Restrictive and Repetitive Behaviors (RRBs) can be extremely impairing for individuals and their families (Richler, Huerta, Bishop, & Lord, 2010). RRBs are necessary for a diagnosis of Autism Spectrum Disorder (ASD) and are also present in other disorders of development (Harrop et al., 2015). Previous research has shown gender differences in RRBs, with males reported to have greater numbers of these behaviors than females (Attar et al., submitted, 2017). In addition, past research has shown an increase in sleep difficulties in individuals with ASD (Cohen et al., 2014) as well as individuals with 16p11.2 deletion (Girirajan et al., 2010). Research has not yet been conducted to examine whether the presence of RRBs in individuals with 16p11.2 is related to sleep disturbance and, if so, if this is impacted by ASD and gender.

Objectives:

We hypothesized that sleep difficulties would be related to a higher presence of RRBs for children with 16p11.2 deletion with and without ASD.

Methods:

Data was used from the Simons Variation on Individuals Project on individuals with 16p11.2 deletion (N=117) with ASD (n=30) and without (n=87). Participants ranged from 1 year to 22 years old (m=8). Inclusion criteria included a completed Behavior and Sensory Interest Questionnaire (BSIQ, Hanson et al., 2016), which measures type and severity of 74 RRBs and the Pediatric Sleep Questionnaire (PSQ, Chervin, Hedger, Dillon & Pituch, 2000), which assesses disordered sleep patterns. Three items were used to measure sleep difficulty (SD) from the PSQ: difficulty falling asleep, waking up during the night, and difficulty falling asleep after waking up.

Results:

Of the 74 RRBs measured on BSIQ, five were found to be most prevalent in our sample and used in our preliminary analysis: delayed echolalia (35.67%), sensitivity to loud noises (58.92%), pushing face (35.14%), hitting caregivers or family members (70.27%), and difficulty with changes in school routine (41.62%).

RRBs were observed in 52 out of 59 (88.14%) of the male participants. Preliminary results suggest that there was a positive but not significant correlation between SD and presence of the five RRBs (r =.070, p = .357). When looking separately at individual RRBs and SD, two behaviors reached significance: pushing face (r =.353, p =.006) and hitting caregivers (r =.306, p =.018). Delayed echolalia, sensitivity to loud noises and difficulty with changes in school routine did not reach significance.

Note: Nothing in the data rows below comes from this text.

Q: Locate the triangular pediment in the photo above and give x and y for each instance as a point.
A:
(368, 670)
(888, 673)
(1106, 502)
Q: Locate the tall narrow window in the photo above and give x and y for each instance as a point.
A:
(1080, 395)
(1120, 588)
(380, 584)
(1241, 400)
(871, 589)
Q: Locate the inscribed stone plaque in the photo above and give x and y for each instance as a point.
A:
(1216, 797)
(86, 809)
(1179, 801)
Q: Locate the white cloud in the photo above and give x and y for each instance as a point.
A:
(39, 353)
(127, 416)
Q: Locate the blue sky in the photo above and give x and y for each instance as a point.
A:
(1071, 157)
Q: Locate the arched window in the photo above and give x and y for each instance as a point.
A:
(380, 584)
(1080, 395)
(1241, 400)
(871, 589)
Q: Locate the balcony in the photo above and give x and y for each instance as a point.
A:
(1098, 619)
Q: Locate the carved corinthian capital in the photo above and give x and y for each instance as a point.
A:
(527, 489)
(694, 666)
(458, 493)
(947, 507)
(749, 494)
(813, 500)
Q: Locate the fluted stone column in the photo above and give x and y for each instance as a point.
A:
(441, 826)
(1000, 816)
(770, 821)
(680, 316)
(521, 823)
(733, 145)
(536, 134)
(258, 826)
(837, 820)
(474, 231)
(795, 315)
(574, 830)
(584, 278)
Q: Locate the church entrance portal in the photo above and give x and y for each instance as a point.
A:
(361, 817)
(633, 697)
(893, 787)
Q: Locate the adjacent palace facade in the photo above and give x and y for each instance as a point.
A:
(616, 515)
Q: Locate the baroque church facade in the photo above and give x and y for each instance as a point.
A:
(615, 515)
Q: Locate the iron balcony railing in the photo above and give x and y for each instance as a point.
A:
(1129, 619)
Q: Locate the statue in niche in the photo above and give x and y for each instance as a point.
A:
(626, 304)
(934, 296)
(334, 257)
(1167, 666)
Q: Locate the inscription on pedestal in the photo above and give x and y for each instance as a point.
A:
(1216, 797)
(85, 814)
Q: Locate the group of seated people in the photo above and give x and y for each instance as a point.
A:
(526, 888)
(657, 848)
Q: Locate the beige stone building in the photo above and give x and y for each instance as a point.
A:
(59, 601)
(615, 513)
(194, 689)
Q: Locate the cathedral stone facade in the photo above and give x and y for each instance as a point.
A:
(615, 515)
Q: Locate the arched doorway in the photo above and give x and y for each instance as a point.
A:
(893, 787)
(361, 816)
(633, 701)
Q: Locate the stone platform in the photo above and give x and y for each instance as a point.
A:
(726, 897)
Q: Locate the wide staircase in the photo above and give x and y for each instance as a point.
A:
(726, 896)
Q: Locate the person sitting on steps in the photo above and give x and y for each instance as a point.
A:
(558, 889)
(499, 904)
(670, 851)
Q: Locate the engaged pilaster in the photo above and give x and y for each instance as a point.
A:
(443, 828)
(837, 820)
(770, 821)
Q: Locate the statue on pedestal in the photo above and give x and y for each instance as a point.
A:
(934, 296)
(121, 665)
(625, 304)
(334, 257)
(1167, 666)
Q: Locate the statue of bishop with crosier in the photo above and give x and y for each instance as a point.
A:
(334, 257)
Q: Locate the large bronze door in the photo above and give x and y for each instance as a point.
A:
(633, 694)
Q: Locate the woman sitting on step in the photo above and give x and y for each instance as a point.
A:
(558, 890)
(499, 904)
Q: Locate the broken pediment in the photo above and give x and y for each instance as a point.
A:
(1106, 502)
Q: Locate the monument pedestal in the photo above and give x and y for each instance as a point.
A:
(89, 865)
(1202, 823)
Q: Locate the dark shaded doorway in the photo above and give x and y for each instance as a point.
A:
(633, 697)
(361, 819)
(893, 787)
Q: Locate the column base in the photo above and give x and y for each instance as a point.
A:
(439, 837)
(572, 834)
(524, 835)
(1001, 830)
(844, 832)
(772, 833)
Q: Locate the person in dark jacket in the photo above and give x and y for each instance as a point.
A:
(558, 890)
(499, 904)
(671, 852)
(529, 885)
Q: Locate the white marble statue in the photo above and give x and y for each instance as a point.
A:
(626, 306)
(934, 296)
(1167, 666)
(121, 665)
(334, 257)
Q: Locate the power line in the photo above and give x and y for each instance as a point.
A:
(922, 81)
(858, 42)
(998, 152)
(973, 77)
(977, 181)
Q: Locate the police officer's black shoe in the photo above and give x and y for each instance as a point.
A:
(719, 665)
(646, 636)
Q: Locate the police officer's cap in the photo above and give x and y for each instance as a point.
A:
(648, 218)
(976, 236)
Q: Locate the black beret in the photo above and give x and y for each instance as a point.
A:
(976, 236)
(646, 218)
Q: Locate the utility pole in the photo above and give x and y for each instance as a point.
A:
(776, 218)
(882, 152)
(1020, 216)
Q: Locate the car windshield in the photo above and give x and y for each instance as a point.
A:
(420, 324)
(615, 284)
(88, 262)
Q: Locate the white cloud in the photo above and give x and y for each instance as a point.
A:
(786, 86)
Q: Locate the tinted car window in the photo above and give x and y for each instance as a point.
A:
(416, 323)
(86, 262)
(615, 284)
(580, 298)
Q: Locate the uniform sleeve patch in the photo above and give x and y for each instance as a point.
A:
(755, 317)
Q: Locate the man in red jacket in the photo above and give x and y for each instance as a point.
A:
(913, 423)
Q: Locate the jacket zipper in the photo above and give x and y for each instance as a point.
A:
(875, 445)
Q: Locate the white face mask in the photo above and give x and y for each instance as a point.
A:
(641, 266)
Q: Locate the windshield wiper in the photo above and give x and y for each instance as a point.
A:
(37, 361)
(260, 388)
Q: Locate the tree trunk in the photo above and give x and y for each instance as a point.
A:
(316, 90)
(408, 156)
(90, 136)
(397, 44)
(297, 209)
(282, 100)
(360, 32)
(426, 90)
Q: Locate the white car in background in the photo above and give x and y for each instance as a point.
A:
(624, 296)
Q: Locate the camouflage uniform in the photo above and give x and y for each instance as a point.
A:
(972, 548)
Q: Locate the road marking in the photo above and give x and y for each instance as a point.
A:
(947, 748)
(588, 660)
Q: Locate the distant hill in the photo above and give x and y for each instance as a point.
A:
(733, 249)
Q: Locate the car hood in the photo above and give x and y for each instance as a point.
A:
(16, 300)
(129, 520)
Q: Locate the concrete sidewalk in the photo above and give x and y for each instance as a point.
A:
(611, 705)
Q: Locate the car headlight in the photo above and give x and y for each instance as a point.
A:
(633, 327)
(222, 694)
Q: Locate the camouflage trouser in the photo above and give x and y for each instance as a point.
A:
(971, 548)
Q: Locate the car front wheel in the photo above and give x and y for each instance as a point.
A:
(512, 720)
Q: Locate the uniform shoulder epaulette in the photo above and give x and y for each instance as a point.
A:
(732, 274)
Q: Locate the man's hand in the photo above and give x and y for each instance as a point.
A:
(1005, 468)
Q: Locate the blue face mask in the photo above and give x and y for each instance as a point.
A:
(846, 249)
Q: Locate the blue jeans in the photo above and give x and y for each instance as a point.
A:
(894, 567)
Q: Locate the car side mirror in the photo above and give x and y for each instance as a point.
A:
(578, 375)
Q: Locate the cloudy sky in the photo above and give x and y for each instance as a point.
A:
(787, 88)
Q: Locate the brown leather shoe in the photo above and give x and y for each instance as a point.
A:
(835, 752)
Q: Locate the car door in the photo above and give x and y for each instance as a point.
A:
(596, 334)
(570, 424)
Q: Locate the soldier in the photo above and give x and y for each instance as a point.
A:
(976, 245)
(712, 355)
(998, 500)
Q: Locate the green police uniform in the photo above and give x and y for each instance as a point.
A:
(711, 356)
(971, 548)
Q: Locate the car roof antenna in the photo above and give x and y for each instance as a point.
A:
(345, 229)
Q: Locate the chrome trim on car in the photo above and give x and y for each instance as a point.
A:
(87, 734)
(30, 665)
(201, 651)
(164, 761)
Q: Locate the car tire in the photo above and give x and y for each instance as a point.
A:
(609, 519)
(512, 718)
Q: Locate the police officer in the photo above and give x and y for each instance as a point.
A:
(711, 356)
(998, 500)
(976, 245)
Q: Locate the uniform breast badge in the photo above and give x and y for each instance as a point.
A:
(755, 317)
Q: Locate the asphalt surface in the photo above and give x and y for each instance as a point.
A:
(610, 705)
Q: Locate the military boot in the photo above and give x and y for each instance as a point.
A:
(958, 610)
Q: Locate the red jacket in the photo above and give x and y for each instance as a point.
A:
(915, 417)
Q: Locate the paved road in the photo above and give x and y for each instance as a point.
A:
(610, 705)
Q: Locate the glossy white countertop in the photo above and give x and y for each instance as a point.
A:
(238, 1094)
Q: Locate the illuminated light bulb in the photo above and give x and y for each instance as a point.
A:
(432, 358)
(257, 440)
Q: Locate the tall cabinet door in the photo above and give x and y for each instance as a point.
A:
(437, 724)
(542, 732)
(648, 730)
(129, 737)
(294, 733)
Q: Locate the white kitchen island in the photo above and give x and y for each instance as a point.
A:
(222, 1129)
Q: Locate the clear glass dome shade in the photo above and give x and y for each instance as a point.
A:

RRBs were observed in 46 out of 58 (79.31%) of the female participants. Preliminary results reveal that there was a positive but not significant correlation between SD and presence of the five RRBs (r =.094, p = .216). When looking separately at individual RRBs and SD, none reached significance.

Conclusions:

This preliminary data analysis supports the hypothesis that disordered sleep disturbances may be related to some common RRBs in male but not female individuals with 16p11.2 deletion with and without ASD. Further analysis will examine the relationship between sleep difficulties and severity as well as amount of a range of RRBs controlling for gender, IQ and diagnostic status.